Seiffedine Rezgui, le djihadiste qui a ouvert le feu sur 38 touristes à Sousse en Tunisie il y a une semaine, était-il drogué? Non, affirme au Figaro le ministère de l’Intérieur tunisien, contredisant un article du quotidien britannique The Daily Mailqui cite une source proche du dossier.
L’hypothèse était pourtant plausible. Le comportement étrange du meurtrier, qui a ri et souri pendant son raid barbare sans se départir de son calme ni chercher à fuir, a frappé les témoins de la scène. Et la consommation de fénétylline (également épelée phénétylline ou fénéthylline), un dérivé de l’amphétamine, par les combattants islamistes au Moyen-Orient ou en Libye pour tenir le coup a été largement commentée ces dernières années.
Conçue au début des années 1960 à des fins thérapeutiques pour traiter les enfants hyperactifs, la molécule est commercialisée sous le nom Captagon. «À faibles doses, elle tient en éveil. Elle a été d’ailleurs largement détournée par les étudiants pendant les révisions, car elle leur donnait l’impression de réfléchir plus vite», explique un pharmacologue au Figaro. Ce psychostimulant dissipe les sensations de fatigue et de faim, induit une euphorie et un sentiment d’hyperconcentration. Mais à fortes doses, «ces produits sont dépersonnalisants, induisant des troubles de la personnalité. L’individu perd tout jugement, toute notion de bien et de mal», poursuit le pharmacologue.
Des centaines de millions de dollars
La fénétylline a été interdite dans presque tous les États du monde en 1986 dans le cadre de la Convention sur les substances psychotropes, qui vise à limiter la production et le commerce de substances psychotropes synthétiques. En France, le Captagon a encore été délivré à titre exceptionnel et temporaire à une trentaine de patients ces dix dernières années pour traiter une narcolepsie sévère, explique-t-on à l’Agence nationale de sécurité du médicament, qui signale des difficultés d’approvisionnement.
Alors que la contrefaçon du Captagon émanait principalement des pays d’Europe de l’Est au début des années 2000, le trafic s’est déplacé vers le milieu de la décennie au Moyen-Orient, qui est désormais le principal exportateur et consommateur, rapporte le journal britannique Time. La guerre qui secoue la Syrie a contribué à en faire la plaque tournante régionale, confirme l’Office des Nations unies contre la drogue et le crime dans son rapport annuel de 2014. Les comprimés blancs transitent par la Jordanie avant d’être envoyés dans tout le sous-continent, l’Arabie saoudite étant le principal destinataire. D’importantes saisies ont aussi été réalisées au Liban, en Jordanie et au Yémen, poursuit l’agence onusienne. Des marchés émergents auraient aussi été détectés en Afrique du Nord, selon l’agence Reuters.
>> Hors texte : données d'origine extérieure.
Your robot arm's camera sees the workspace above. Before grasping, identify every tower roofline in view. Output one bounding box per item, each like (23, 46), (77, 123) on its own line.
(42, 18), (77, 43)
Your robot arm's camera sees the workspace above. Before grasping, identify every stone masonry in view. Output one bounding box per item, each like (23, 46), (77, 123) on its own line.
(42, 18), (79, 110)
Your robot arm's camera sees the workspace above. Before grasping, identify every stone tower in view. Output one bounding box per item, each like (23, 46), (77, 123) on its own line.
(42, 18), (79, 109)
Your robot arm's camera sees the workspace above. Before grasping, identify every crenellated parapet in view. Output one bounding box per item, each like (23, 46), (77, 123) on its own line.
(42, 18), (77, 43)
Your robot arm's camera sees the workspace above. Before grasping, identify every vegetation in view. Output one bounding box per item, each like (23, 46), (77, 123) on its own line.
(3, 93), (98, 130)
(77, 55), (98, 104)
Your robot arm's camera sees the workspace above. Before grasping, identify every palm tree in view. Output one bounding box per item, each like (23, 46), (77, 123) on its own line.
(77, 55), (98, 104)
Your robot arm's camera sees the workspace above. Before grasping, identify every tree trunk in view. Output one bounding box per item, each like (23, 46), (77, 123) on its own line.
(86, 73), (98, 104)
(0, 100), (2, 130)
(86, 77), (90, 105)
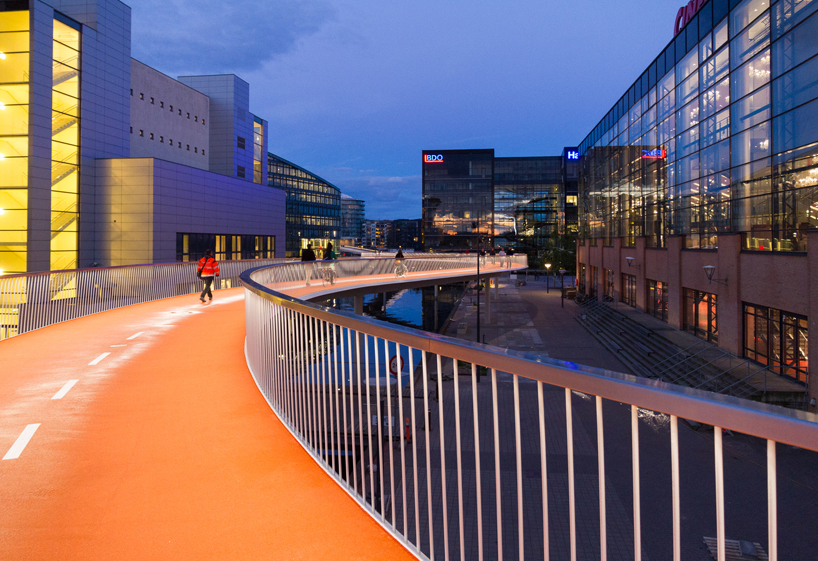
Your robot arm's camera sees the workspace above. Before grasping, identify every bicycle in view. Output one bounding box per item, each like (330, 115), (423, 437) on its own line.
(321, 265), (337, 286)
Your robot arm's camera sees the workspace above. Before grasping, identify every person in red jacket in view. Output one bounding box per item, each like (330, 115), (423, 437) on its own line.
(196, 249), (219, 302)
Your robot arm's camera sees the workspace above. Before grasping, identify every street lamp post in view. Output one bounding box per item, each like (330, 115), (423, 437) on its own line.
(545, 263), (551, 294)
(560, 269), (567, 308)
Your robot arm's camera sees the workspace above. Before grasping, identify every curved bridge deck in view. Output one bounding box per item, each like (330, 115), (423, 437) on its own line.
(0, 267), (510, 559)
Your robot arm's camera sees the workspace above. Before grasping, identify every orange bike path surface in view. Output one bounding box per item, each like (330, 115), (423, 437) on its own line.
(0, 289), (413, 559)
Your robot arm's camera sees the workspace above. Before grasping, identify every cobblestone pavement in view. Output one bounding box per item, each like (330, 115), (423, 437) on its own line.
(360, 281), (818, 561)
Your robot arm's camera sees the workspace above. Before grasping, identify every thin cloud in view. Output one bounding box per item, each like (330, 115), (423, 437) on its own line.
(131, 0), (336, 74)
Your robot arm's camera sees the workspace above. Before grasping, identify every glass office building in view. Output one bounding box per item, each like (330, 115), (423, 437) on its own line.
(422, 150), (577, 255)
(341, 193), (366, 246)
(578, 0), (818, 402)
(267, 153), (341, 257)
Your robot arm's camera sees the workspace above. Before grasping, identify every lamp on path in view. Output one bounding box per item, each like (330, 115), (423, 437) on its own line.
(560, 269), (568, 308)
(545, 263), (551, 294)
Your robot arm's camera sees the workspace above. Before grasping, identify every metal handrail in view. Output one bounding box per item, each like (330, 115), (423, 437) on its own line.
(241, 259), (818, 559)
(0, 259), (284, 341)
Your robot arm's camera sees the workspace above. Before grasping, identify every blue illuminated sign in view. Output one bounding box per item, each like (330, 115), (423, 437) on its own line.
(642, 148), (665, 160)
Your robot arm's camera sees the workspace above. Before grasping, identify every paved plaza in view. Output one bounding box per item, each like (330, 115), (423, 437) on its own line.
(366, 277), (818, 561)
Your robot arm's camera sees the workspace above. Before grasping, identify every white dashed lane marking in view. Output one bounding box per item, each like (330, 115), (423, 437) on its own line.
(88, 353), (111, 366)
(3, 423), (40, 460)
(51, 380), (79, 399)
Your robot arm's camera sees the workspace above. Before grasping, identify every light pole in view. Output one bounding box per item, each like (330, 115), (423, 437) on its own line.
(560, 269), (567, 308)
(545, 263), (551, 294)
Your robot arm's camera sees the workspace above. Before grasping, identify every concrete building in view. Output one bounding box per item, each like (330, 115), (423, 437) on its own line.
(0, 0), (285, 274)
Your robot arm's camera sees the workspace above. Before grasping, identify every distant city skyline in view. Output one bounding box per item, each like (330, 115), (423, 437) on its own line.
(132, 0), (681, 220)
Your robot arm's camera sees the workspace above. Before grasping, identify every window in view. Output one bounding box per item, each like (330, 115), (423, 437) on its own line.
(684, 288), (719, 343)
(744, 303), (809, 384)
(646, 279), (667, 321)
(602, 269), (614, 302)
(622, 273), (636, 308)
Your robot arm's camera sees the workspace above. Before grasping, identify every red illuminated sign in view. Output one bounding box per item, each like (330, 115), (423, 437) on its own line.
(673, 0), (707, 37)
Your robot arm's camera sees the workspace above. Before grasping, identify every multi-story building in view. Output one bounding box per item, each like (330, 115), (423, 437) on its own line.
(267, 154), (341, 257)
(422, 150), (578, 255)
(577, 0), (818, 404)
(0, 0), (284, 274)
(341, 193), (366, 246)
(387, 218), (423, 251)
(363, 220), (392, 249)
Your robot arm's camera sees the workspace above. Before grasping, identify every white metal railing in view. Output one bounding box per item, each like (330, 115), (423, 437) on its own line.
(0, 259), (284, 340)
(241, 259), (818, 561)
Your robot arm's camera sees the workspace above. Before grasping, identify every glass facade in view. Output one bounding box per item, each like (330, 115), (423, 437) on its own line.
(341, 194), (366, 241)
(0, 10), (30, 276)
(744, 304), (809, 384)
(684, 288), (719, 343)
(51, 17), (81, 274)
(253, 117), (264, 183)
(579, 0), (818, 252)
(176, 233), (276, 261)
(267, 154), (341, 257)
(423, 150), (494, 250)
(647, 279), (668, 321)
(422, 150), (577, 255)
(494, 156), (565, 253)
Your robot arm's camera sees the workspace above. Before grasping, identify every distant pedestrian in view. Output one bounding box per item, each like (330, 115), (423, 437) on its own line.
(301, 243), (315, 286)
(196, 249), (219, 302)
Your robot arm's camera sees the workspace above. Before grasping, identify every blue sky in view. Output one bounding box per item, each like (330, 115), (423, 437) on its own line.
(134, 0), (683, 219)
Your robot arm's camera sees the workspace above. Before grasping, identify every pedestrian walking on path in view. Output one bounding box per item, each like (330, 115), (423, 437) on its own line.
(196, 249), (219, 302)
(301, 243), (315, 286)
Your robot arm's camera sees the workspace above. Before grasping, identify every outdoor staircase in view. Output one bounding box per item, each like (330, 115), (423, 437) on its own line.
(575, 300), (805, 408)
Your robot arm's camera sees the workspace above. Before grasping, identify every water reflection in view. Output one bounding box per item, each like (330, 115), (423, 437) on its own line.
(322, 284), (463, 333)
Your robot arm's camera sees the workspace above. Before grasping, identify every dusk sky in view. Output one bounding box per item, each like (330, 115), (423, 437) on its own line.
(132, 0), (684, 219)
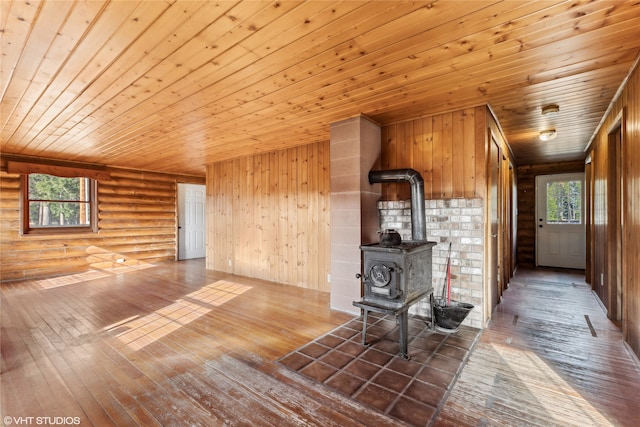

Ces comprimés marqués du logo du Captagon contiennent souvent, plutôt que de la fénétylline, des amphétamines, plus faciles à produire à moindre prix. Leur commerce illégal rapporterait des centaines de millions de dollars chaque année à la Syrie. «Les milices en Syrie en consomment une partie mais elle l’exportent aussi dans les pays du Golfe. Les gains leur permettent de financer l’achat de leurs armes et les opérations militaires», résume dans une interview vidéo publiée sur le site d’ArteRadwan Mortada, spécialiste des mouvements djihadistes.